Chamber President Perry Webb agreed. Webb said in his remarks closing the conference average household income in Springdale lags below other cities in the region and retail outlets follow income.

Springdale has a key disadvantage in attracting employers in skill-based jobs, Gilbert said. When executives for high-tech companies come to Northwest Arkansas to consider a move or business opening in the region, they stay at either the Chancellor Hotel in Fayetteville or the Embassy Suites Hotel in Rogers, he said. Springdale should consider attracting a "high-end" hotel to the region, he said.

The opening of Arkansas Children's Northwest in the city will be a major boon to its skill-based economy, Gilbert said. The city should do what it can to develop a medical district in the vicinity of the hospital, he said.

Derek Gibson, spokesman for the transportation and infrastructure group, said his group's top recommendation reflected one of the priorities of the conference as a whole: Making sure the city passes the bond issue Feb. 13. Projects paid from the sales tax revenue will address many of the road and connection issues that concerned his group, Gibson said.

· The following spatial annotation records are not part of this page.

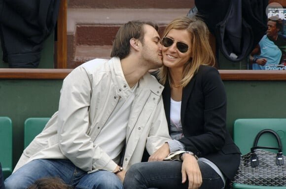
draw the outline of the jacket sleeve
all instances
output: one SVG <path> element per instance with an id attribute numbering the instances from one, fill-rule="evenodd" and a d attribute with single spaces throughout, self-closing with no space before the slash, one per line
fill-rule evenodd
<path id="1" fill-rule="evenodd" d="M 62 153 L 86 171 L 113 171 L 116 164 L 87 134 L 92 94 L 91 80 L 83 67 L 65 79 L 59 106 L 58 135 Z M 96 106 L 96 105 L 93 105 Z"/>
<path id="2" fill-rule="evenodd" d="M 146 144 L 146 149 L 150 155 L 153 154 L 165 142 L 171 140 L 169 134 L 162 96 L 160 97 L 160 100 L 154 111 L 152 124 Z"/>
<path id="3" fill-rule="evenodd" d="M 192 91 L 197 94 L 196 96 L 190 97 L 195 98 L 192 100 L 197 105 L 189 108 L 193 112 L 185 112 L 197 114 L 190 117 L 192 120 L 185 118 L 184 120 L 186 127 L 190 126 L 189 122 L 196 123 L 196 125 L 191 126 L 194 128 L 186 128 L 194 133 L 184 133 L 185 137 L 179 140 L 185 146 L 186 150 L 193 152 L 198 157 L 220 150 L 225 144 L 227 132 L 225 125 L 226 96 L 219 74 L 212 67 L 203 73 L 198 74 L 193 89 L 197 91 Z M 194 110 L 194 108 L 197 109 Z"/>

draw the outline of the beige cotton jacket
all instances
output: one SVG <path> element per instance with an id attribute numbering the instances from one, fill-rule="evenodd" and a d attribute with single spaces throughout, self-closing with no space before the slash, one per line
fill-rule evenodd
<path id="1" fill-rule="evenodd" d="M 95 59 L 75 68 L 64 80 L 59 110 L 24 150 L 14 171 L 38 159 L 68 159 L 89 173 L 113 171 L 116 164 L 93 141 L 127 87 L 118 58 Z M 145 146 L 152 154 L 171 139 L 163 88 L 149 73 L 139 81 L 127 129 L 125 170 L 141 161 Z"/>

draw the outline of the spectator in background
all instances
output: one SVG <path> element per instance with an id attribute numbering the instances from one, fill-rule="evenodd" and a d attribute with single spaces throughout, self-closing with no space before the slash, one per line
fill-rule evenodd
<path id="1" fill-rule="evenodd" d="M 68 189 L 62 179 L 57 177 L 45 177 L 39 179 L 27 189 Z"/>
<path id="2" fill-rule="evenodd" d="M 253 70 L 278 70 L 283 61 L 283 52 L 285 54 L 285 36 L 279 33 L 282 24 L 277 17 L 271 17 L 267 22 L 267 34 L 250 55 Z M 284 68 L 284 66 L 283 66 Z"/>

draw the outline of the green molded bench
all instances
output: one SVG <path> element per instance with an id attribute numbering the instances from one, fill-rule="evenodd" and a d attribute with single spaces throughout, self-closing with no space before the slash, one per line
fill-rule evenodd
<path id="1" fill-rule="evenodd" d="M 12 173 L 12 136 L 11 119 L 8 117 L 0 117 L 0 162 L 4 179 Z"/>
<path id="2" fill-rule="evenodd" d="M 257 134 L 265 129 L 272 129 L 278 134 L 282 143 L 283 152 L 286 154 L 286 119 L 255 118 L 238 119 L 235 121 L 233 127 L 233 140 L 240 148 L 242 155 L 247 154 L 253 146 Z M 262 135 L 259 138 L 258 146 L 277 147 L 276 138 L 271 134 Z M 277 150 L 267 150 L 277 153 Z M 234 189 L 286 189 L 286 187 L 266 187 L 234 183 Z"/>
<path id="3" fill-rule="evenodd" d="M 24 148 L 26 148 L 43 130 L 50 117 L 30 117 L 25 121 L 24 126 Z"/>
<path id="4" fill-rule="evenodd" d="M 286 155 L 286 118 L 238 119 L 235 120 L 233 140 L 242 155 L 250 151 L 255 136 L 265 129 L 272 129 L 277 133 L 282 142 L 283 153 Z M 259 146 L 277 147 L 277 145 L 276 138 L 270 134 L 263 134 L 258 141 Z M 277 151 L 273 151 L 277 152 Z"/>
<path id="5" fill-rule="evenodd" d="M 253 186 L 243 185 L 241 184 L 234 183 L 233 188 L 236 189 L 286 189 L 286 187 L 264 187 L 263 186 Z"/>

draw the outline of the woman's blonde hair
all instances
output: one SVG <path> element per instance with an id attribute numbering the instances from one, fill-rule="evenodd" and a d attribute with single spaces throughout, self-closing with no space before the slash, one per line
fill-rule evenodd
<path id="1" fill-rule="evenodd" d="M 178 17 L 166 27 L 163 37 L 172 29 L 186 30 L 191 39 L 190 50 L 192 57 L 185 64 L 180 85 L 185 86 L 190 81 L 201 65 L 213 66 L 215 60 L 209 41 L 209 31 L 205 23 L 197 17 Z M 159 82 L 165 84 L 169 78 L 170 85 L 173 83 L 169 68 L 163 66 L 158 71 Z"/>

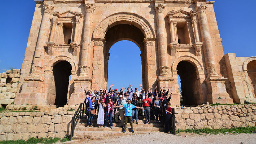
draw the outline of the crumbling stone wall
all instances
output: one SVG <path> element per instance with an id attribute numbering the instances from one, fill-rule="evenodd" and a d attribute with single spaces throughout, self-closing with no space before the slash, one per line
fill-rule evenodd
<path id="1" fill-rule="evenodd" d="M 176 129 L 218 129 L 255 126 L 256 105 L 175 108 Z"/>
<path id="2" fill-rule="evenodd" d="M 11 104 L 14 101 L 16 95 L 19 93 L 19 80 L 20 69 L 6 70 L 0 74 L 0 105 L 5 106 Z"/>

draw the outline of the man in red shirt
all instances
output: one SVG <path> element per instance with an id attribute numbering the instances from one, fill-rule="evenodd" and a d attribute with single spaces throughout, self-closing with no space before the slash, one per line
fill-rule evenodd
<path id="1" fill-rule="evenodd" d="M 142 100 L 142 102 L 144 108 L 144 115 L 146 119 L 146 122 L 144 123 L 147 123 L 147 120 L 148 119 L 148 124 L 150 124 L 150 104 L 152 104 L 152 101 L 151 99 L 148 98 L 148 94 L 146 93 L 145 94 L 145 98 Z"/>

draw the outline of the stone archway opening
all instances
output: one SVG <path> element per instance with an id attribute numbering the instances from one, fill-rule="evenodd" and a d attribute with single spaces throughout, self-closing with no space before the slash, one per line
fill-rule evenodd
<path id="1" fill-rule="evenodd" d="M 191 63 L 181 61 L 178 64 L 177 74 L 180 78 L 182 99 L 181 104 L 191 106 L 199 103 L 199 88 L 196 68 Z"/>
<path id="2" fill-rule="evenodd" d="M 254 98 L 256 98 L 256 60 L 251 61 L 247 65 L 249 83 Z"/>
<path id="3" fill-rule="evenodd" d="M 147 75 L 146 72 L 147 71 L 147 61 L 146 51 L 145 50 L 145 46 L 143 41 L 145 36 L 143 33 L 140 29 L 136 26 L 131 25 L 128 24 L 120 24 L 115 25 L 114 26 L 110 28 L 108 30 L 105 36 L 105 39 L 106 40 L 106 45 L 104 48 L 104 73 L 105 78 L 105 85 L 108 81 L 108 69 L 109 57 L 110 56 L 109 50 L 113 45 L 119 41 L 123 40 L 127 40 L 132 41 L 135 44 L 140 50 L 141 54 L 140 58 L 141 60 L 138 61 L 136 63 L 126 63 L 123 64 L 122 66 L 120 67 L 117 66 L 117 69 L 122 70 L 125 70 L 127 69 L 127 70 L 131 70 L 131 69 L 134 66 L 136 67 L 142 67 L 142 70 L 140 71 L 142 75 L 142 84 L 143 87 L 145 87 L 146 86 L 148 85 L 148 82 L 147 81 L 147 78 L 146 77 Z M 121 47 L 122 47 L 122 46 Z M 129 49 L 129 47 L 127 47 L 126 46 L 123 45 L 123 47 L 120 47 L 120 48 Z M 127 49 L 126 51 L 127 52 Z M 130 59 L 133 59 L 133 57 L 140 56 L 139 54 L 138 54 L 138 55 L 135 55 L 136 53 L 134 52 L 130 51 L 129 52 L 123 53 L 119 54 L 119 56 L 122 56 L 122 55 L 129 55 Z M 129 59 L 127 60 L 127 62 L 129 61 Z M 119 67 L 120 68 L 117 68 Z M 130 78 L 130 77 L 128 77 Z M 111 82 L 110 82 L 110 83 Z M 138 85 L 140 84 L 137 84 Z M 135 87 L 134 87 L 135 88 Z"/>
<path id="4" fill-rule="evenodd" d="M 66 61 L 56 63 L 53 66 L 48 88 L 47 103 L 56 107 L 66 105 L 69 79 L 72 67 Z"/>

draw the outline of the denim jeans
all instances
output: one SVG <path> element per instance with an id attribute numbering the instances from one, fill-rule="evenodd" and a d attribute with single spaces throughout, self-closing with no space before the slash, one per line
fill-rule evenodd
<path id="1" fill-rule="evenodd" d="M 91 112 L 89 111 L 88 113 L 88 120 L 87 121 L 87 125 L 91 126 L 92 124 L 92 119 L 93 118 L 94 114 L 91 114 Z M 90 125 L 89 125 L 89 122 L 90 122 Z"/>
<path id="2" fill-rule="evenodd" d="M 146 122 L 150 122 L 150 108 L 149 107 L 144 107 L 144 115 L 145 116 Z"/>
<path id="3" fill-rule="evenodd" d="M 132 110 L 132 121 L 133 121 L 133 119 L 134 119 L 134 115 L 136 121 L 138 121 L 138 109 Z"/>
<path id="4" fill-rule="evenodd" d="M 113 121 L 113 117 L 112 117 L 112 112 L 109 112 L 109 113 L 108 111 L 105 112 L 105 126 L 108 126 L 108 120 L 109 120 L 109 125 L 110 126 L 113 126 L 113 123 L 112 123 Z"/>

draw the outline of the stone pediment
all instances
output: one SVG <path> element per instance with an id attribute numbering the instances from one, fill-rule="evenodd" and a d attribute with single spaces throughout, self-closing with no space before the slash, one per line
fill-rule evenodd
<path id="1" fill-rule="evenodd" d="M 180 9 L 175 11 L 174 11 L 174 10 L 170 11 L 168 13 L 167 16 L 173 17 L 189 17 L 191 14 L 196 14 L 196 12 L 192 10 L 190 12 L 187 12 Z"/>
<path id="2" fill-rule="evenodd" d="M 82 18 L 82 15 L 81 13 L 77 12 L 73 12 L 70 10 L 65 11 L 61 13 L 60 13 L 58 11 L 56 11 L 53 14 L 54 16 L 57 16 L 59 18 L 70 18 L 77 16 L 80 16 Z"/>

Josh Danish emphasized the downtown needed mixed-use residential development to make sure the area has a constant hum of activity and to address the city's exceptionally tight housing market. The occupancy rate for dwellings in Springdale is greater than 97 percent, he said.

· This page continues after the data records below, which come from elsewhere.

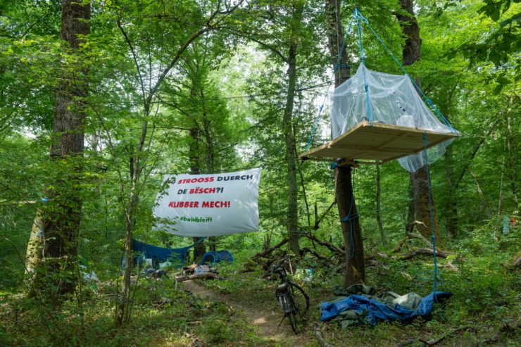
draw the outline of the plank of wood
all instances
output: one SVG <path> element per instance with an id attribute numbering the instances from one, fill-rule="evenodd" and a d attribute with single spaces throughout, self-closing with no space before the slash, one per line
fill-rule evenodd
<path id="1" fill-rule="evenodd" d="M 220 277 L 217 274 L 213 272 L 205 272 L 199 275 L 191 275 L 189 276 L 177 276 L 175 277 L 176 282 L 182 282 L 183 281 L 189 281 L 191 279 L 220 279 L 222 277 Z"/>
<path id="2" fill-rule="evenodd" d="M 437 132 L 364 121 L 333 141 L 301 154 L 300 158 L 346 158 L 387 162 L 422 151 L 424 134 L 427 134 L 427 148 L 459 136 L 455 132 Z"/>

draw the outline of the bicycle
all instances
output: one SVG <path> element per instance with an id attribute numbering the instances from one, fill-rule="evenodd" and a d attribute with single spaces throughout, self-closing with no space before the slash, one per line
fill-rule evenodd
<path id="1" fill-rule="evenodd" d="M 284 255 L 281 262 L 274 265 L 267 275 L 269 276 L 276 273 L 280 279 L 280 283 L 275 289 L 275 298 L 284 310 L 284 317 L 279 323 L 279 327 L 287 317 L 293 332 L 298 334 L 302 332 L 300 327 L 302 322 L 307 320 L 309 296 L 302 287 L 288 279 L 287 272 L 284 267 L 287 260 L 287 255 Z"/>

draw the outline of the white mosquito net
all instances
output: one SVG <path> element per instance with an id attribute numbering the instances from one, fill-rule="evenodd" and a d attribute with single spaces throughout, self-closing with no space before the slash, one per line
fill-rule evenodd
<path id="1" fill-rule="evenodd" d="M 393 124 L 437 132 L 456 132 L 432 113 L 408 76 L 371 71 L 360 64 L 356 73 L 337 87 L 331 96 L 329 112 L 333 139 L 359 122 L 371 120 L 368 111 L 365 81 L 373 123 Z M 438 160 L 451 141 L 450 139 L 429 149 L 429 163 Z M 425 165 L 422 152 L 399 158 L 398 161 L 410 172 Z"/>

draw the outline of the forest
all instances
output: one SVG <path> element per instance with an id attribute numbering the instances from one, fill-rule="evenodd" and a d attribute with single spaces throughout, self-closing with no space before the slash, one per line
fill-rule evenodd
<path id="1" fill-rule="evenodd" d="M 519 346 L 520 3 L 0 0 L 0 346 Z"/>

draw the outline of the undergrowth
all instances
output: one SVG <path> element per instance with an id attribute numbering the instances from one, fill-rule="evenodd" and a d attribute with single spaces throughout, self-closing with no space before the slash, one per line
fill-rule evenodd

Danish, spokesman for the downtown group, said his team voted development of entertainment and culinary opportunities downtown as the priority, followed by development of the area around the city's ballpark, mixed-use development downtown, and better east-west traffic corridors.

One vital issue conspicuously absent from discussions, Webb said in his concluding remarks, was the lack of diversity at the conference.

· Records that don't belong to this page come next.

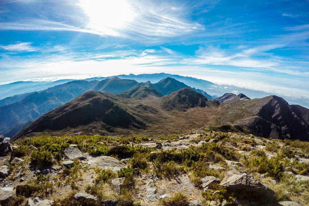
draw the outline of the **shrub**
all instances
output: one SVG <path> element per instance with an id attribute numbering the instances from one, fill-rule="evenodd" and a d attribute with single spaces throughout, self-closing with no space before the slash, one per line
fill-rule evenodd
<path id="1" fill-rule="evenodd" d="M 98 176 L 95 178 L 95 184 L 103 182 L 104 183 L 110 182 L 115 177 L 115 173 L 110 169 L 101 170 L 98 173 Z"/>
<path id="2" fill-rule="evenodd" d="M 172 161 L 163 163 L 156 161 L 153 164 L 155 172 L 160 177 L 175 177 L 184 171 L 183 167 Z"/>
<path id="3" fill-rule="evenodd" d="M 18 158 L 22 157 L 27 154 L 28 151 L 28 148 L 25 145 L 21 145 L 13 151 L 11 153 L 12 157 Z"/>
<path id="4" fill-rule="evenodd" d="M 50 165 L 53 163 L 52 153 L 49 151 L 34 151 L 31 159 L 32 163 L 40 166 Z"/>
<path id="5" fill-rule="evenodd" d="M 181 193 L 175 194 L 171 198 L 161 200 L 164 206 L 187 206 L 189 205 L 188 198 Z"/>
<path id="6" fill-rule="evenodd" d="M 133 168 L 144 169 L 148 166 L 147 161 L 145 155 L 142 153 L 136 153 L 133 158 L 130 160 L 131 164 Z"/>

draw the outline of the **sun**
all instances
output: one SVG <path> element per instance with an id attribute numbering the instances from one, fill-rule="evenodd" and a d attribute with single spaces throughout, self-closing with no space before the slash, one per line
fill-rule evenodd
<path id="1" fill-rule="evenodd" d="M 80 0 L 78 5 L 89 18 L 88 27 L 107 34 L 115 35 L 136 16 L 125 0 Z"/>

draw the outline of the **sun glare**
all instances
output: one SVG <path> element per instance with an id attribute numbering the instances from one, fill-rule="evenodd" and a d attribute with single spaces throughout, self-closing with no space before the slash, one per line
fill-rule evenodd
<path id="1" fill-rule="evenodd" d="M 89 18 L 88 27 L 108 34 L 115 34 L 114 30 L 124 28 L 135 16 L 124 0 L 80 0 L 79 5 Z"/>

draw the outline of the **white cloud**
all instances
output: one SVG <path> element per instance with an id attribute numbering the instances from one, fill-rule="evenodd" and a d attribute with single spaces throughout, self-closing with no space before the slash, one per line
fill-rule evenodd
<path id="1" fill-rule="evenodd" d="M 0 48 L 15 52 L 34 52 L 38 49 L 31 46 L 32 42 L 20 42 L 15 44 L 0 45 Z"/>

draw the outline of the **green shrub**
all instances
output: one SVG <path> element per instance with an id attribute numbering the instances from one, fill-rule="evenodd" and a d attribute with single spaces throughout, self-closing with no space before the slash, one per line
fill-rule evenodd
<path id="1" fill-rule="evenodd" d="M 53 163 L 52 153 L 49 151 L 34 150 L 31 156 L 31 162 L 39 166 L 50 165 Z"/>
<path id="2" fill-rule="evenodd" d="M 172 161 L 162 163 L 157 161 L 153 162 L 154 170 L 159 177 L 175 178 L 184 171 L 184 168 Z"/>
<path id="3" fill-rule="evenodd" d="M 95 183 L 97 184 L 100 182 L 104 183 L 110 182 L 112 179 L 115 177 L 115 174 L 110 169 L 100 170 L 97 173 L 98 176 L 95 178 Z"/>
<path id="4" fill-rule="evenodd" d="M 161 200 L 161 204 L 164 206 L 188 206 L 189 205 L 188 198 L 180 193 L 176 193 L 171 198 Z"/>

"Half of our community does not look like us," Webb told the almost exclusively Anglo audience.

Springdale is home to a large Hispanic population and one of the largest Marshallese populations in the United States outside of Hawaii.

"I don't think that came up at any level," he said. "We're going to start talking about that."

The city and the School Board needs participation from all sectors of its residents, he told the conference.

Eldon Alik is consul general for the Republic of the Marshall Islands with an office in Springdale. Informed of Webb's remarks, Alik said he would do what he could to encourage the Marshallese community to respond.

"Marshallese culture is one where we're not aggressive, and it is one of our challenges to get people to take an active role in a community," Alik said. "Another factor is, I don't think people realize just how many Marshallese are here and that we should be taking more of a role."

State Rep. Jeff Williams, R-Springdale, represents a large proportion of Marshallese in his legislative district. He praised Webb's remarks.

"There is a perspective you just cannot get if you do not have people with that perspective there," Williams said. "I represent many Latinos and Marshallese, but I will never know what it is like to be Latino or Marshallese. I have to hear from them to represent them.

"If you're going to plan for a city's future, you need to hear from the city you are planning for," he said.

Rey Hernandez of Rogers is state chairman of the League of United Latin American Citizens and of Northwest Arkansas' chapter of the same organization, Council 754. He said Webb's comments were welcome, but could have come much earlier.

"The entrepreneurial community has already changed Springdale," he said. "Look at all the Latino businesses in town. So this is a great step, but it should have come before now."